It is sometimes difficult to be temperate. You look around at the waste, the dissatisfaction, the petty strivings of petty humans. You want to vent your anger. That fact that you number yourself among them doesn't help. Tut, tut -- such laziness and cupidity. Leaving the lights on, eating like pigs, savoring each other's bad behavior before passing judgement. Giving in to fatigue, mental and physical. Giving up the chase after truth. The truth is like beauty, it's an elusive bird, let it go. It's camouflaged by this artificial skin we call culture. The truth -- you probably wouldn't recognize it even if you did happen to get close enough to flush it out. But you're no hunter, you're just a schlub, another commuter sitting out on the highway, fist raised to the sky, cursing a god you don't even believe in. You have lived long enough to know that the truth is relative. You look at the gravestones in the little cemetery off Glenwood Road. The truth lies underground.
Let me ask the superficial hedonists who still love the creamy smell of a new car, those who get turned on by mass-produced machines, "What will it smell like when you're lying in your coffins, nestled in satin, the hairs in your nostrils still sprouting? Will it smell like a new car?" Effin formaldehyde. That's what I smell when I remember my Uncle John lying in a hospital bed at Beekman Downtown, almost at the foot of the Brooklyn Bridge, close by the Fulton Fish Market before they moved it to the Bronx, the signs in the corridors in three languages: English, Spanish, and Chinese. He lay there slurring his words. "What did the sawbones say? Am I gonna make it?" He pulled his gown aside and showed me where they had drawn those purple lines across his back and his chest. Showing the technicians where to shoot the radiation into him. He looked like one of those diagrams of a steer you used to see hanging in butcher shops, to point out where the different cuts of meat come from. He twisted his head from side to side. "They won't let me wear my teeth." This was a long time ago.

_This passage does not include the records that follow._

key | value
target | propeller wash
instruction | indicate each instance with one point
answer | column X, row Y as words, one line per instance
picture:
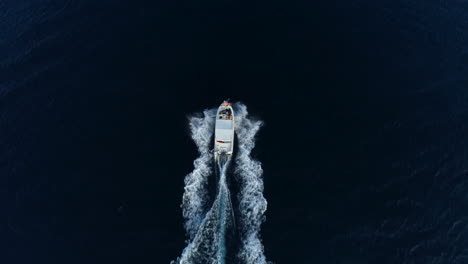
column 208, row 222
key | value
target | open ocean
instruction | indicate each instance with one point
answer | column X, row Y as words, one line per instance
column 364, row 142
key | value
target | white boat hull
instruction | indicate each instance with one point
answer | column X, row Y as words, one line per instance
column 224, row 130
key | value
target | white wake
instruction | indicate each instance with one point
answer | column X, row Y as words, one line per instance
column 206, row 229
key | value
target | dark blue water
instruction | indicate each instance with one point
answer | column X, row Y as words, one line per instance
column 364, row 145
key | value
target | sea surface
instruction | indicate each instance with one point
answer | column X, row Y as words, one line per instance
column 363, row 145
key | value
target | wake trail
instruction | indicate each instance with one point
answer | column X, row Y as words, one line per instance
column 206, row 226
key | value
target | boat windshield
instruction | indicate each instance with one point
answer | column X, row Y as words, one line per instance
column 225, row 114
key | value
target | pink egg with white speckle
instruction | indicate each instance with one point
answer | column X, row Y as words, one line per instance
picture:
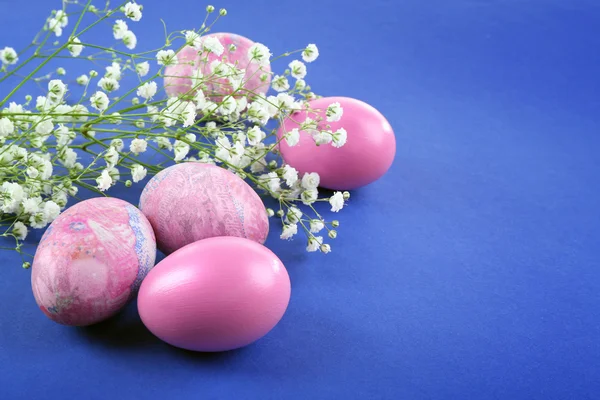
column 91, row 261
column 256, row 79
column 214, row 295
column 367, row 155
column 193, row 201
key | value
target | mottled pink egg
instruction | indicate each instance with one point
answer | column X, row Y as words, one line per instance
column 178, row 77
column 91, row 260
column 366, row 156
column 214, row 295
column 192, row 201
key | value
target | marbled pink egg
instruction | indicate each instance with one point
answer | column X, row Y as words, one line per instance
column 367, row 155
column 214, row 295
column 193, row 201
column 91, row 260
column 256, row 79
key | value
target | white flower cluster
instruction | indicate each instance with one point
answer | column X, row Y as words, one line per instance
column 41, row 166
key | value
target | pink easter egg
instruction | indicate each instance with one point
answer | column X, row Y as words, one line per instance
column 178, row 77
column 193, row 201
column 215, row 295
column 366, row 156
column 91, row 260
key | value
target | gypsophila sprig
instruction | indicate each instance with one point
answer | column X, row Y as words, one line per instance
column 87, row 132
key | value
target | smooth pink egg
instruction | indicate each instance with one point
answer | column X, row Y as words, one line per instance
column 366, row 156
column 178, row 77
column 193, row 201
column 91, row 261
column 214, row 295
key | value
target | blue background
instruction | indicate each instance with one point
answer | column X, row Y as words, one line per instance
column 470, row 271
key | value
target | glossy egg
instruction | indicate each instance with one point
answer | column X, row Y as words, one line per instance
column 214, row 295
column 193, row 201
column 178, row 77
column 91, row 260
column 366, row 156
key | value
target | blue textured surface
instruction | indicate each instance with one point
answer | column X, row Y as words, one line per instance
column 470, row 271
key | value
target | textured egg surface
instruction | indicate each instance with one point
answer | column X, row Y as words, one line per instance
column 91, row 260
column 215, row 294
column 193, row 201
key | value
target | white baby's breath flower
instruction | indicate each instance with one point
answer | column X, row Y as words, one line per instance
column 51, row 211
column 310, row 180
column 138, row 146
column 32, row 172
column 289, row 231
column 339, row 138
column 147, row 90
column 164, row 143
column 316, row 225
column 314, row 243
column 83, row 80
column 19, row 230
column 192, row 38
column 8, row 56
column 311, row 53
column 297, row 69
column 68, row 157
column 197, row 78
column 99, row 101
column 31, row 205
column 284, row 101
column 290, row 175
column 273, row 182
column 62, row 18
column 213, row 45
column 7, row 127
column 292, row 137
column 223, row 145
column 334, row 112
column 54, row 26
column 111, row 156
column 130, row 40
column 293, row 215
column 227, row 106
column 166, row 57
column 113, row 71
column 280, row 83
column 258, row 113
column 259, row 53
column 337, row 201
column 188, row 114
column 109, row 84
column 118, row 144
column 242, row 104
column 119, row 29
column 255, row 135
column 138, row 172
column 75, row 47
column 114, row 174
column 309, row 196
column 104, row 181
column 78, row 110
column 133, row 11
column 56, row 90
column 11, row 194
column 143, row 68
column 181, row 149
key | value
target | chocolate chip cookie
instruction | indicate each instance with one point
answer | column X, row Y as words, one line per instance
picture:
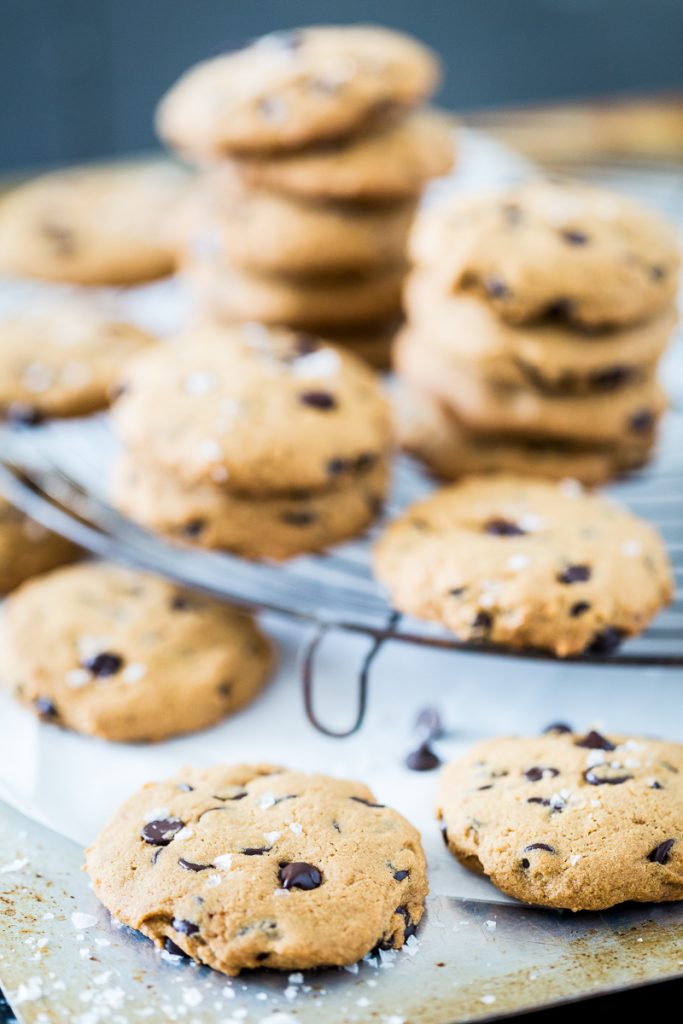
column 256, row 866
column 128, row 656
column 525, row 563
column 581, row 822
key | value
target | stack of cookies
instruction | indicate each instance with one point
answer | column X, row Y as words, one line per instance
column 313, row 155
column 252, row 439
column 537, row 316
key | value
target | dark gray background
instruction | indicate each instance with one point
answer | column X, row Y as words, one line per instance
column 80, row 78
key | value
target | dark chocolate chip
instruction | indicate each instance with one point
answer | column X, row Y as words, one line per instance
column 188, row 865
column 605, row 642
column 162, row 830
column 102, row 665
column 423, row 759
column 662, row 853
column 537, row 772
column 184, row 927
column 574, row 573
column 595, row 741
column 45, row 709
column 299, row 875
column 503, row 527
column 574, row 238
column 318, row 399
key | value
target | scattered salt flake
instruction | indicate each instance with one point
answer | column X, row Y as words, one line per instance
column 82, row 921
column 14, row 865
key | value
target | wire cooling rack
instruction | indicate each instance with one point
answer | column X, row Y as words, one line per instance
column 57, row 474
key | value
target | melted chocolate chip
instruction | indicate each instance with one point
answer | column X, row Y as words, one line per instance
column 45, row 709
column 162, row 830
column 423, row 759
column 299, row 875
column 188, row 865
column 503, row 527
column 606, row 641
column 184, row 927
column 593, row 777
column 105, row 664
column 573, row 238
column 318, row 399
column 537, row 772
column 595, row 741
column 574, row 573
column 662, row 853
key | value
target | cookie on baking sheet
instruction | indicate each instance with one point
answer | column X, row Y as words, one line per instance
column 237, row 296
column 91, row 225
column 395, row 162
column 254, row 527
column 263, row 231
column 61, row 358
column 128, row 656
column 568, row 252
column 486, row 408
column 253, row 410
column 27, row 548
column 289, row 89
column 256, row 866
column 525, row 563
column 434, row 435
column 546, row 356
column 581, row 822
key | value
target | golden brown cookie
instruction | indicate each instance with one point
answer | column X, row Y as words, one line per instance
column 256, row 866
column 128, row 656
column 525, row 563
column 581, row 822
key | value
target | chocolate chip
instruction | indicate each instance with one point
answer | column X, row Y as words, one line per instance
column 503, row 527
column 23, row 415
column 497, row 288
column 642, row 421
column 606, row 641
column 368, row 803
column 595, row 741
column 188, row 865
column 45, row 709
column 662, row 853
column 162, row 830
column 537, row 772
column 423, row 759
column 593, row 778
column 318, row 399
column 574, row 238
column 184, row 927
column 574, row 573
column 298, row 518
column 102, row 665
column 558, row 727
column 299, row 875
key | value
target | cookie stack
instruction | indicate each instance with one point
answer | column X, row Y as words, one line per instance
column 313, row 156
column 537, row 316
column 252, row 439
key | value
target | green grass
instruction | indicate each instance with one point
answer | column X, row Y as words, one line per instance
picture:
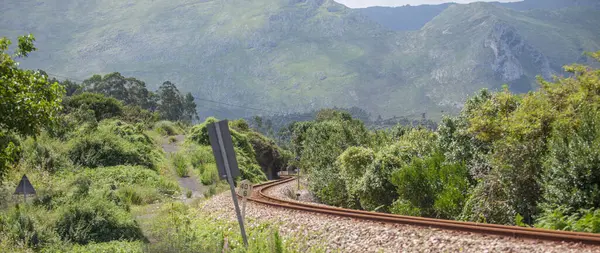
column 286, row 44
column 181, row 228
column 180, row 164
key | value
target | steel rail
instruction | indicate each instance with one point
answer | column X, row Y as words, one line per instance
column 260, row 196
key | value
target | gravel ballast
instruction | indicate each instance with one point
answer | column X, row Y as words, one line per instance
column 352, row 235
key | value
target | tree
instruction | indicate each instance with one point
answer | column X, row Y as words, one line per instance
column 129, row 90
column 28, row 101
column 171, row 104
column 189, row 108
column 103, row 107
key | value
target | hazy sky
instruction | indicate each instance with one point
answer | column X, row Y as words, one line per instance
column 367, row 3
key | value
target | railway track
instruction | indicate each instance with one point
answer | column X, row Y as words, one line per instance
column 259, row 195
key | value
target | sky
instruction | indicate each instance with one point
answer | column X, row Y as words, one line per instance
column 368, row 3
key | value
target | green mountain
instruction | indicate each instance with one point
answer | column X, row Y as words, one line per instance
column 411, row 18
column 299, row 55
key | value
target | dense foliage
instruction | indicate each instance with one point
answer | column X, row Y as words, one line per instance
column 28, row 101
column 506, row 158
column 96, row 156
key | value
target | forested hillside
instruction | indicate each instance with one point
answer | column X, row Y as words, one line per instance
column 412, row 18
column 519, row 159
column 298, row 56
column 107, row 158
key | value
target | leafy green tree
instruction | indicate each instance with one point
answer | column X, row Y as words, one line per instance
column 435, row 188
column 189, row 109
column 171, row 104
column 103, row 107
column 28, row 101
column 130, row 91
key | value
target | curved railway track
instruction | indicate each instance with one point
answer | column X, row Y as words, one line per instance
column 259, row 195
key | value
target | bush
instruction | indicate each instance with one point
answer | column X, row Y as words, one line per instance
column 106, row 149
column 105, row 247
column 96, row 220
column 148, row 183
column 437, row 189
column 353, row 164
column 209, row 175
column 239, row 125
column 212, row 190
column 562, row 218
column 44, row 154
column 135, row 114
column 167, row 128
column 180, row 164
column 179, row 228
column 200, row 156
column 9, row 152
column 245, row 154
column 103, row 107
column 21, row 227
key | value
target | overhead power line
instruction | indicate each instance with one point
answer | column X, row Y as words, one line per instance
column 201, row 99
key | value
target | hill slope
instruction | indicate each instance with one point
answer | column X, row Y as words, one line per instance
column 412, row 18
column 298, row 55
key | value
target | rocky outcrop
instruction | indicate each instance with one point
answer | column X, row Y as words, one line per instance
column 512, row 55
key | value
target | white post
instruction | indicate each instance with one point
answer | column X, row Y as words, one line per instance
column 230, row 181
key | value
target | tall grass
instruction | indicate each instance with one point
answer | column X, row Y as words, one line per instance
column 180, row 164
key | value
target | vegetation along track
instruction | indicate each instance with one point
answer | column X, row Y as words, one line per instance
column 259, row 196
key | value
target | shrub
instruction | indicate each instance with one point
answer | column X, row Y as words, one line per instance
column 44, row 153
column 212, row 190
column 103, row 107
column 166, row 128
column 209, row 175
column 562, row 218
column 239, row 125
column 9, row 152
column 20, row 227
column 353, row 164
column 245, row 154
column 146, row 182
column 105, row 247
column 180, row 164
column 96, row 220
column 136, row 114
column 106, row 149
column 200, row 155
column 436, row 188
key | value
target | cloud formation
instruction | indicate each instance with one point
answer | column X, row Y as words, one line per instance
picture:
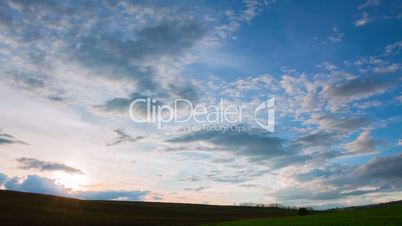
column 37, row 184
column 31, row 163
column 123, row 137
column 6, row 138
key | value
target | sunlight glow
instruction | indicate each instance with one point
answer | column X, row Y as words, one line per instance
column 72, row 181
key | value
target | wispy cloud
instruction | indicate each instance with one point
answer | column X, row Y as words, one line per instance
column 31, row 163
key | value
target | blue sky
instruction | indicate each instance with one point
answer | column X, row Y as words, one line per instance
column 70, row 69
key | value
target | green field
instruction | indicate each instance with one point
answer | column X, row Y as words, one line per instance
column 18, row 208
column 379, row 216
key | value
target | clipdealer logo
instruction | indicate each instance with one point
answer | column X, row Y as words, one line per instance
column 182, row 111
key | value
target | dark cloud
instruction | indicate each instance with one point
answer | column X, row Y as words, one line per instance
column 37, row 184
column 123, row 137
column 9, row 139
column 31, row 163
column 129, row 58
column 381, row 168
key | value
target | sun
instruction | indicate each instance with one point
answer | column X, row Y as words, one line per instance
column 72, row 181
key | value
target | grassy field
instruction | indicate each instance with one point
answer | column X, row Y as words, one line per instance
column 379, row 216
column 17, row 208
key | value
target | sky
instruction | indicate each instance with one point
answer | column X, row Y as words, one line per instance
column 70, row 69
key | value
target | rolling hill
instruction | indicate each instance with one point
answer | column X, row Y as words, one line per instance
column 18, row 208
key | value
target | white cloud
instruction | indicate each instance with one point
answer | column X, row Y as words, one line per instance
column 365, row 19
column 387, row 69
column 363, row 144
column 337, row 37
column 369, row 3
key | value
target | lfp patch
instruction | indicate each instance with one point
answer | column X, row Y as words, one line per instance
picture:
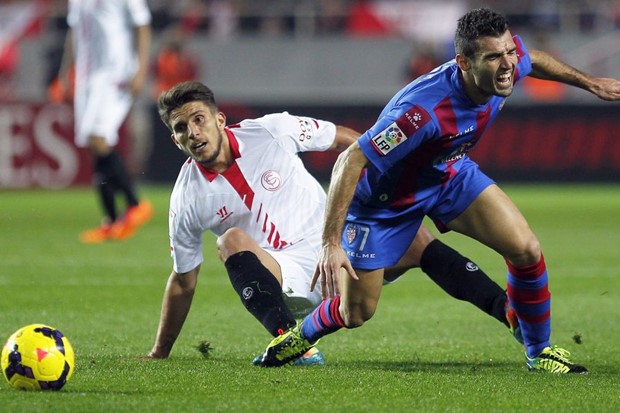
column 389, row 138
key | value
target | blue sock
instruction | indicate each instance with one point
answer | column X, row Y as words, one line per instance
column 528, row 292
column 323, row 320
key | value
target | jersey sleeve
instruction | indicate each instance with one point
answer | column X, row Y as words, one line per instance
column 300, row 133
column 396, row 134
column 524, row 63
column 139, row 12
column 72, row 15
column 185, row 240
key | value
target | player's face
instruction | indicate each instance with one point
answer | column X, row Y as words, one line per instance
column 198, row 131
column 491, row 71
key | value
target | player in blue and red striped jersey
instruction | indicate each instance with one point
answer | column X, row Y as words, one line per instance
column 246, row 184
column 413, row 163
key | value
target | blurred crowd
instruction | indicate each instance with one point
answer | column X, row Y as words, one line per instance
column 429, row 25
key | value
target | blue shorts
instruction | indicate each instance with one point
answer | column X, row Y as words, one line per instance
column 379, row 240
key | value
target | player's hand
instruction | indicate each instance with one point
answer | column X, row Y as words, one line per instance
column 153, row 356
column 331, row 259
column 607, row 89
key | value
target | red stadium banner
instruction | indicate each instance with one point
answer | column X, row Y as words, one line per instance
column 37, row 149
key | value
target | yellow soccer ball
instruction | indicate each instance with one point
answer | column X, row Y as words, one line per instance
column 37, row 357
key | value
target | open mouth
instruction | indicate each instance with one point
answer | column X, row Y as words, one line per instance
column 504, row 80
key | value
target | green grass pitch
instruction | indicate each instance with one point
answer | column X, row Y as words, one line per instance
column 423, row 351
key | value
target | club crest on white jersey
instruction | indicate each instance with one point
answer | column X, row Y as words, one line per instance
column 271, row 180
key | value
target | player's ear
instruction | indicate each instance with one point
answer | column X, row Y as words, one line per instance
column 463, row 62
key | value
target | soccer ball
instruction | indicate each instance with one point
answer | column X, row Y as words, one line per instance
column 37, row 357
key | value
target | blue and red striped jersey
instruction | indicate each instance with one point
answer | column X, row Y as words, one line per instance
column 422, row 136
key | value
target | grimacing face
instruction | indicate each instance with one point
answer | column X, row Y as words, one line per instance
column 493, row 67
column 198, row 131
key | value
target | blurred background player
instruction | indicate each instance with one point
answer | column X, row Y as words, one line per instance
column 108, row 43
column 245, row 183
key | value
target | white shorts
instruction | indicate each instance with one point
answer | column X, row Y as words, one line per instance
column 100, row 109
column 297, row 264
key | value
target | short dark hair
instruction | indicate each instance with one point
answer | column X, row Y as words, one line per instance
column 475, row 24
column 182, row 93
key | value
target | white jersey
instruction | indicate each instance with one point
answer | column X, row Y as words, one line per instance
column 103, row 33
column 267, row 192
column 103, row 36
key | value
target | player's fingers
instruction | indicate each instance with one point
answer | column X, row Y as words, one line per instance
column 349, row 268
column 315, row 278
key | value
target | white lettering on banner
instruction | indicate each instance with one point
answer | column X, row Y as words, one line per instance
column 33, row 151
column 15, row 144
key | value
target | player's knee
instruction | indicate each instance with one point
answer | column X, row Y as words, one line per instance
column 232, row 241
column 355, row 316
column 526, row 252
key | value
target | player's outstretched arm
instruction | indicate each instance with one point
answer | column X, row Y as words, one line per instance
column 545, row 66
column 174, row 309
column 344, row 138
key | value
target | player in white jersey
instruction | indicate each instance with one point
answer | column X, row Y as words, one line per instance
column 108, row 43
column 247, row 184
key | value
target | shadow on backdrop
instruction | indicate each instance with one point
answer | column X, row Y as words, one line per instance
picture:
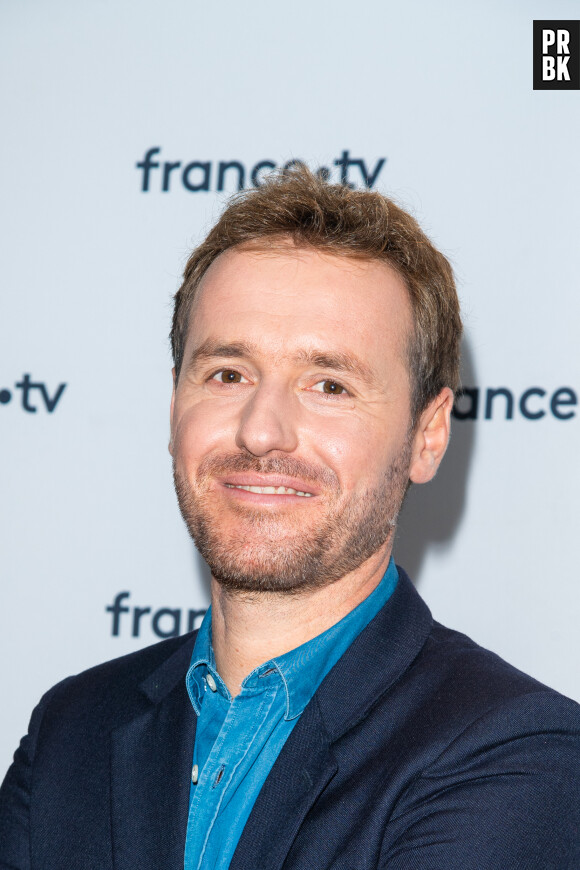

Within weeks of Uncle John's death, I was back to smoking again. He was safely buried in the ground and I was banging on the piano in the St. John's parish hall during the day. At night it was a different story. I got high and drove around Jersey aimlessly like someone out of a Springsteen song without the working class glamour. After a couple of hours, I'd get hungry, find a diner, and eat like a pig. The infamous cheeseburger deluxe, or a mushroom swiss omelette with bacon on the side, or maybe a meat loaf sandwich with extra gravy, and a slice of that tall Boston Creme pie they keep in those rotating glass cases. Shite on loneliness, I had food. Tell me, poot, has anyone figured out what to do with surplus anger? I know now that you can't eat it away, or pummel it out of yourself by pounding the twelve-bar blues. You can't hide it with dope or confess it to a journal and expect it to go away. It just sits there inside you like a radioactive pill, slowly killing you. I saw anger walking away from me down Hunnewell Avenue a hundred times, my old man bristling at the yoke, having to go to work and report to someone with an inferior mind. The effin truth was a joke. We had everything we needed but it didn't matter. We strove to be something other than what we were.
In church they preached that only love could staunch anger and heal its wounds. It sounded good but I rarely saw it work, and when I did I always saw the lover suffer. Quist didn't like to talk about church but he did say once, "That's what love is, poot -- suffering. They're telling the truth."